En cambio, si diagnosticamos que el proceso catalán es la expresión de un malestar profundo y arraigado en la sociedad catalana, la sensación creciente de muchos ciudadanos de ideologías diversas de que España ni les representa ni les defiende ni responde a sus intereses, entonces la aplicación de estos remedios y de estas terapias -que corresponden al otro diagnóstico- no resolverá el problema ni para unos ni para otros. Como mucho, lo aplazará, y probablemente lo agravará. Si creemos que la actual efervescencia nace de la decepción sobre la voluntad real del Estado español de cambiar una vieja mentalidad uniformizadora, de su incapacidad para ser el Estado de naciones diversas, de ser el Estado que protege la identidad y los intereses de los catalanes, la aplicación de todas estas fórmulas podrá conseguir que baje un rato la fiebre, pero no que desaparezcan las causas. Si consideramos el actual clima político catalán como la expresión de una voluntad de ser que viene de lejos y no ha desaparecido ni después de la gran derrota de la guerra ni de los grandes cambios demográficos de la posguerra, y que los dirigentes que ahora lideran el proceso no lo hacen por una obsesión personal, sino por una lectura sólida y acertada del clima social, podemos decir que las soluciones de coyuntura para detener el proceso sólo servirán como mucho para ganar tiempo. Que no es poco, pero que no es final ni ninguna solución.

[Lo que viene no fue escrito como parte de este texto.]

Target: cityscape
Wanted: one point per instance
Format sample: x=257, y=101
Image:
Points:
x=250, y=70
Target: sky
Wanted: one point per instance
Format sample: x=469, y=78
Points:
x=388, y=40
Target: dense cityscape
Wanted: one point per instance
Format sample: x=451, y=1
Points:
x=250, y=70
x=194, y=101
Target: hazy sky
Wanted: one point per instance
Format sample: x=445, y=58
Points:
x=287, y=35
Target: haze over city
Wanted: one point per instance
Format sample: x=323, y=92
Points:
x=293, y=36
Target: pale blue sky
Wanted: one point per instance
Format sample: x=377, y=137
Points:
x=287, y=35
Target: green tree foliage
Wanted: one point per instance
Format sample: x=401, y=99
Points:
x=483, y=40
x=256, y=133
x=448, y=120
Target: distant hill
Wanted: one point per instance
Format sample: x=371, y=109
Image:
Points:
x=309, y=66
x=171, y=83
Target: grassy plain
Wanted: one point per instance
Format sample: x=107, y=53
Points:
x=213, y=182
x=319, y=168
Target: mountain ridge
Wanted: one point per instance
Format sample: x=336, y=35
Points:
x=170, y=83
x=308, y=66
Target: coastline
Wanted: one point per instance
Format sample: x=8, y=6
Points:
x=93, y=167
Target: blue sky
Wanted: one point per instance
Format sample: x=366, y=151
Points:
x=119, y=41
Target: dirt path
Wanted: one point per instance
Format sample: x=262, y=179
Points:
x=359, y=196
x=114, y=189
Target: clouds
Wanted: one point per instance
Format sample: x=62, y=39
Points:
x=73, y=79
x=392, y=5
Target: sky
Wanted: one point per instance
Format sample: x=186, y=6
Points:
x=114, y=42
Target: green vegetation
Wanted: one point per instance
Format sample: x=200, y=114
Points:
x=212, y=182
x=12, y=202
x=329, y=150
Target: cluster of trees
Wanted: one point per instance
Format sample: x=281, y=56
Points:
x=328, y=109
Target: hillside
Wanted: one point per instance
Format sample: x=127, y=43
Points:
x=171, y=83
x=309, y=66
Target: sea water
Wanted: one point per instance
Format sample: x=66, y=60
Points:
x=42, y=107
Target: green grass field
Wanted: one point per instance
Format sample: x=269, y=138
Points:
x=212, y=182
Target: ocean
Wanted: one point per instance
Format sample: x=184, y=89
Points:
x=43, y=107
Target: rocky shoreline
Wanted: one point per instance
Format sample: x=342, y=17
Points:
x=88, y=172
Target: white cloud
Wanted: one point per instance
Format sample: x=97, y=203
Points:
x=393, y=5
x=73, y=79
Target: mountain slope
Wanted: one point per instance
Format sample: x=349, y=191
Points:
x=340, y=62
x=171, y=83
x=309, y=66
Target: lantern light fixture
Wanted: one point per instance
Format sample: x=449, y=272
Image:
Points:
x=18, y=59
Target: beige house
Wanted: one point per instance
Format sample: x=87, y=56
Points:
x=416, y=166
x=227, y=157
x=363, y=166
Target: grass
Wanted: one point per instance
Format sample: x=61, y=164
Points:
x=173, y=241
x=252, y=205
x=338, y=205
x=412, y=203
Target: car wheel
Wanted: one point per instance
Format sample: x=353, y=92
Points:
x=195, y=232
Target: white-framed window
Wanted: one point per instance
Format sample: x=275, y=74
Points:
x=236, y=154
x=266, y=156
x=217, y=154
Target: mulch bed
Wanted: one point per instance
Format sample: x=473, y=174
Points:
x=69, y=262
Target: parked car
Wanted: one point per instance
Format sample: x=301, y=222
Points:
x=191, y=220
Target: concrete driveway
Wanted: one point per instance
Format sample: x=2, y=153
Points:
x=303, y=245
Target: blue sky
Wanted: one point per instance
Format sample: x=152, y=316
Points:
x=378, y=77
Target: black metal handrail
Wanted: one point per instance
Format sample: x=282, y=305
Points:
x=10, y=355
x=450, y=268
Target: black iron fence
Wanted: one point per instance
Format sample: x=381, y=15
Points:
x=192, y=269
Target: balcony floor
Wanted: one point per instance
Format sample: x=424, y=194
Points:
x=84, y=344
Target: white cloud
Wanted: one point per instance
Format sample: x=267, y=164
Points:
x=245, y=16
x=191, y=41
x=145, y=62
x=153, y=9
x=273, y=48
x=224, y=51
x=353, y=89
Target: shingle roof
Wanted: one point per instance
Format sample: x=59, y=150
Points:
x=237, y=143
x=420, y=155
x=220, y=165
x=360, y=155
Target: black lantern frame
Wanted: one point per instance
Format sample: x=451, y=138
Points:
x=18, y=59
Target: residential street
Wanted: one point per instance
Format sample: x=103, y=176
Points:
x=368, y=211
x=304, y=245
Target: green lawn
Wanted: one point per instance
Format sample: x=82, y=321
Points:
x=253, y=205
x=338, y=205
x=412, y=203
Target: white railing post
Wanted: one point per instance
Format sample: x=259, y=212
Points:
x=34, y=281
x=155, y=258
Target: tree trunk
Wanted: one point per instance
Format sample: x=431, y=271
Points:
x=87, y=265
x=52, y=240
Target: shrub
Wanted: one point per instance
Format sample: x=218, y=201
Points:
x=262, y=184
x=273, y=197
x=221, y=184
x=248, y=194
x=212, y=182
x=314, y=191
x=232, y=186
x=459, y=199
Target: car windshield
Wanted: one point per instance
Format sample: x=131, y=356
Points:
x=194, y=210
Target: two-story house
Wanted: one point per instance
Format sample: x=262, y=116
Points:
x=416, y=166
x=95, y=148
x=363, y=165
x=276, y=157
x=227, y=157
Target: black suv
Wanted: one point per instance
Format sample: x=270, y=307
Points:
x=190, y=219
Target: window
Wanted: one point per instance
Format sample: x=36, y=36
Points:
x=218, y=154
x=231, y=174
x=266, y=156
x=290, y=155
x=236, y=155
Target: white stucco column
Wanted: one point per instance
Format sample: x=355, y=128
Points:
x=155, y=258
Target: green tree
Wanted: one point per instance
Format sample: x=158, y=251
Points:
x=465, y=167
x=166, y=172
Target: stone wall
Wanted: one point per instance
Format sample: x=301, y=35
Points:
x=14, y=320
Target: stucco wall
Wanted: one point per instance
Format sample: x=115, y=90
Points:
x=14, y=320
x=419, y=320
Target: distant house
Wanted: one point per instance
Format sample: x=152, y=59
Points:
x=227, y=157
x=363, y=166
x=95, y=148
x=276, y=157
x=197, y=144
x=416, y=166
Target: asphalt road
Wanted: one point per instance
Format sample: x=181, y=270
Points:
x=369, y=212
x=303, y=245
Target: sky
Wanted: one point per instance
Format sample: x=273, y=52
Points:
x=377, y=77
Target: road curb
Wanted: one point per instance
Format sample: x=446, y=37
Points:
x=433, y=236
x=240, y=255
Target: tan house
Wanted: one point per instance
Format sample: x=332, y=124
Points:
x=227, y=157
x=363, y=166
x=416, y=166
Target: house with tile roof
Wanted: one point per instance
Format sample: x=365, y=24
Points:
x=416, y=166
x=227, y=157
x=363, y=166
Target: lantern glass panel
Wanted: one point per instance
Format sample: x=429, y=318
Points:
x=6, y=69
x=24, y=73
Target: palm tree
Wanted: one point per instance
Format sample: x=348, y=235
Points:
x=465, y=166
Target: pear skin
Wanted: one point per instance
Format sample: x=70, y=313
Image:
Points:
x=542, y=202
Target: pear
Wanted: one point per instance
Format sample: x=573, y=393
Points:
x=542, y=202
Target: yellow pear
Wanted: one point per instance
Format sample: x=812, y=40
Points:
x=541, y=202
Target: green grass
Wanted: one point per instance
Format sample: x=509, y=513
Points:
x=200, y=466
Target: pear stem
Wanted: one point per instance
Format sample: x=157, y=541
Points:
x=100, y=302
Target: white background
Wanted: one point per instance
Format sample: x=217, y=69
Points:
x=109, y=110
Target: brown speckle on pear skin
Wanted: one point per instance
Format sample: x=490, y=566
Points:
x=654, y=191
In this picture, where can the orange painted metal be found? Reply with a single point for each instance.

El proceso que estamos viviendo puede acabar bien o mal. Y no es indiferente, claro. Pero ni en un caso ni en otro esto significa el final de la partida.
Puede acabar bien, y hay en este sentido algunos indicios favorables. Pero también puede terminar en un callejón sin salida donde no sepas qué movimientos puedes hacer. Puede ir mal porque el Estado juegue muy bien sus piezas. O porque España prefiera perder la democracia que arriesgarse a perder Cataluña. O porque desde Cataluña se hagan las cosas mal y el partidismo, la frivolidad o la inconsciencia rompan una mayoría imprescindible y ya más bien precaria. Pero en cualquier caso, termine bien o termine mal el proceso actual, la partida no habrá terminado.
Si acaba bien, todo estará por hacer y habrá mucho trabajo, sin milagros al día siguiente. Y si acaba mal y el diagnóstico acertado es, como creo, que no estamos ante un fuego de virutas sino ante la expresión de un movimiento profundo y de largo alcance, de una voluntad de ser persistente y de un malestar respecto al Estado también persistente, el problema de fondo todavía permanecerá y se volverá a expresar más pronto que tarde.
Si los problemas se ocultan y no se solucionan, vuelven a salir. Estoy convencido de que esto no es un «órdago independentista» ni un calentón coyuntural. Por tanto, los remedios pensados a la medida de un diagnóstico equivocado podrían llegar a abortar la forma actual del proceso, pero no solucionar el mal de fondo. No sólo para nosotros, también para ellos. Porque no son remedios, son parches.